Studio album by Nightmare
- Released: May 21, 2008
- Genre: Progressive rock; alternative rock;
- Label: VAP
- Producer: Nightmare

Nightmare chronology
| 極東シンフォニー〜the Five Stars Night〜@BUDOKAN (2008) | Killer Show (2008) | Majestical Parade (2009) |

= Killer Show =

Killer Show is Nightmare's fifth studio album. It was released May 21, 2008 in three different versions: one with just a CD; one with a CD+DVD; and a limited edition with a CD+DVD and a photo book. The album peaked at #5 in the Oricon Charts.
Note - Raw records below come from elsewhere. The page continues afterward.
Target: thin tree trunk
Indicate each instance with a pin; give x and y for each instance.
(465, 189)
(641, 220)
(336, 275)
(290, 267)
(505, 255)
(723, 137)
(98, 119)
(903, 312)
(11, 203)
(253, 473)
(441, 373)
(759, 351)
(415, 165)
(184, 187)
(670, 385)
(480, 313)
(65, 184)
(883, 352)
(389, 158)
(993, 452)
The eleventh song, White Room, was released as a limited single download on their homepage.

==Track listing==

| No. | Title | Length |
|---|---|---|
| 1. | "Pandora (パンドラ)" |  |
| 2. | "Dirty" |  |
| 3. | "the Last Show" |  |
| 4. | "TrickStar" |  |
| 5. | "Mebius no Yūtsu (メビウスの憂鬱)" |  |
| 6. | "Konoha (このは)" |  |
| 7. | "Raison d'être (レゾンデートル)" |  |
| 8. | "Worst" |  |
| 9. | "Gianism Hachi (ジャイアニズム罰)" |  |
| 10. | "General (ジェネラル)" |  |
| 11. | "White Room" |  |
| 12. | "Cloudy dayz" |  |
| 13. | "Yasō Kyoku (夜想曲)" |  |

==Single information==
- (レゾンデートル, Raison d'etre)
Released: June 6, 2007
Peak chart position: #3
Used as the opening theme for the anime Claymore.
- (このは, Konoha)
Released: October 3, 2007
Peak chart position: #4
- DIRTY
Released: November 7, 2007
Peak chart position: #8
Used as the opening theme for the anime Majin Tantei Nōgami Neuro.